作物を育てる土の性質について
作物の成長には、茎や葉などの地上部を支える土台となり、根から水分と栄養分を補給する役割を担う、土の働きが重要です。今回は、物理性・生物性・化学性の3つに分けて、土の性質を紹介します。作物の生育に適した土の性質を理解して、正しい土作りを行いましょう。
物理性
物理性は、土壌の硬さや構造などの性質を指し、保水性・通気性・排水性などに関係します。保水性が悪いと根が水分を吸収できないだけでなく、通気性・排水性が悪いと、新しい酸素が土に供給されず、植物の根が窒息して根腐れを起こしてしまいます。物理性が良い土の構造を調べてみると、微細な粒子がたくさん集まって、団子状の「団粒構造」を作っていることが分かります。団粒構造を持つ土は、団粒と団粒の間の隙間に空気や水を含み、通気性・排水性が良くなります。物理性の向上には、堆肥の施用や稲わらのすき込みが効果的です。
含んだ土
固まった土
生物性
生物性は、土中の微生物の量と活動の活発さなどの性質を指します。微生物が豊富に含まれている土では、有機物の分解が持続的に行われ、土の団粒化などを促進し、物理性を改善する効果があります。生物性の向上には、微生物を含む資材や、微生物の活動を活発にする酸素供給剤などの活用が有効です。
化学性
化学性は、土に含まれる肥料成分の量や、水素イオン濃度(pH)、電気伝導度(EC)などの性質を指します。見た目からは判断できないので、土壌診断などを行う必要があります。肥料成分は作物によって必要量が大きく異なるので、今回はpH・ECと生育の関係について説明します。

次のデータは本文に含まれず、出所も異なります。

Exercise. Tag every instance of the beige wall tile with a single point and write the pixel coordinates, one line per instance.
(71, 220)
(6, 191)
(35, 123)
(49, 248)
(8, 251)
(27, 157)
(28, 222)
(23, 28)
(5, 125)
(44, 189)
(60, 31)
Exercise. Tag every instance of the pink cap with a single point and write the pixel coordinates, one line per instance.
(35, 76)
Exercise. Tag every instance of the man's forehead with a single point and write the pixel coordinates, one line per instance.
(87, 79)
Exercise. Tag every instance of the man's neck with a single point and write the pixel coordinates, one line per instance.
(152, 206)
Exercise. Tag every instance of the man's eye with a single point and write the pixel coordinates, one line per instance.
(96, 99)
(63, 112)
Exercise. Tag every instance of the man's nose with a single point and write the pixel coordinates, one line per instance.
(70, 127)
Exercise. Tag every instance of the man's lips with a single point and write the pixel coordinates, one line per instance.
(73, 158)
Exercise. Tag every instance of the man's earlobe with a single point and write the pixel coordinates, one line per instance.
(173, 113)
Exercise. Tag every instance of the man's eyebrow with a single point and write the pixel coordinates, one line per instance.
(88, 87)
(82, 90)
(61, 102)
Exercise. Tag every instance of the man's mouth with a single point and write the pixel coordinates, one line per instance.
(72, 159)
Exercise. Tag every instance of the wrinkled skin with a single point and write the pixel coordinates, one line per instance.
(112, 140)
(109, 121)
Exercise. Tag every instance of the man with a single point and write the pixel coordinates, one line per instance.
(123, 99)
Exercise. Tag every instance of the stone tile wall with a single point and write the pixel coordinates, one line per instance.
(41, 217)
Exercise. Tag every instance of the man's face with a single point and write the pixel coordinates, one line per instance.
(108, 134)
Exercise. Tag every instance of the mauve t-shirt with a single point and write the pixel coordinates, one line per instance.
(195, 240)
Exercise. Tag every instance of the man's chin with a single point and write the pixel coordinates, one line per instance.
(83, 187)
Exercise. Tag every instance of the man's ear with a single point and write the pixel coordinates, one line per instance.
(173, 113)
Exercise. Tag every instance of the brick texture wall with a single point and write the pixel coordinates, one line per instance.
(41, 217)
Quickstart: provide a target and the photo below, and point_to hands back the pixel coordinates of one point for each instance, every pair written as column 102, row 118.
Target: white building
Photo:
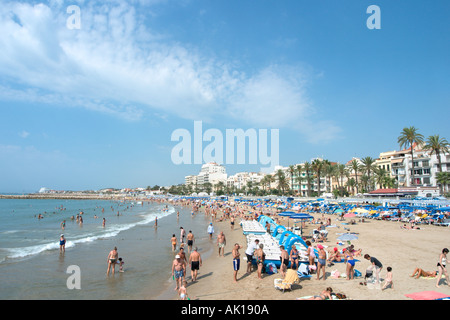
column 209, row 173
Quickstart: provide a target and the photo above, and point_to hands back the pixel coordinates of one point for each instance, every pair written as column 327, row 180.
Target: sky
column 90, row 99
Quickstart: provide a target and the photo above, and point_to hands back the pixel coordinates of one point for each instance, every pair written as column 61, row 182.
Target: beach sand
column 403, row 250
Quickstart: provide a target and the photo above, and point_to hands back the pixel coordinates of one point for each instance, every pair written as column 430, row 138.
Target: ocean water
column 32, row 267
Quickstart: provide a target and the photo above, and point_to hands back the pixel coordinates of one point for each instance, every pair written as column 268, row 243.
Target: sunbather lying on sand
column 422, row 273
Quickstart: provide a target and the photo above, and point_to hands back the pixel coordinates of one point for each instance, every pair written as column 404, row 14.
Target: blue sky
column 95, row 107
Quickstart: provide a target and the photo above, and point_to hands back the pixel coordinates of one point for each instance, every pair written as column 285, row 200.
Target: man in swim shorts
column 221, row 242
column 190, row 241
column 249, row 253
column 236, row 260
column 195, row 260
column 178, row 268
column 112, row 258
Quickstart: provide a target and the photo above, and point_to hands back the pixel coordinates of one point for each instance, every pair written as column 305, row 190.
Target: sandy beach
column 402, row 250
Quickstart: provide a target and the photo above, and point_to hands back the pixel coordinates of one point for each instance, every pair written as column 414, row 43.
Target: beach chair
column 286, row 283
column 303, row 271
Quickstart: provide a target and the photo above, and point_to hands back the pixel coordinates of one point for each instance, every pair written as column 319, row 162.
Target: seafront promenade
column 68, row 196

pHは土が酸性・中性・アルカリ性のどこに分類されるかを表す指標です。作物には弱酸性(pH5.5~6.5)を好むものが多いので、pHがアルカリ性や強酸性に偏らないように注意する必要があります。pHが偏ると、養分や微量要素の吸収が阻害される可能性があり、生育不良につながります。ややアルカリ性の土壌を好むホウレンソウなど、例外もあるので、栽培している作物の好むpHを確認して土作りを行いましょう。
ECは、土の塩類濃度を示す指標です。数値が高いほど、土に含まれる肥料分が高いことを示し、元肥や追肥を施用する目安になります。ECの値が、露地で0.5以下、施設で1~1.5の範囲内であれば、一般的な肥料の量を施用して問題ありません。これよりも高いと生理障害が起こる場合もあります。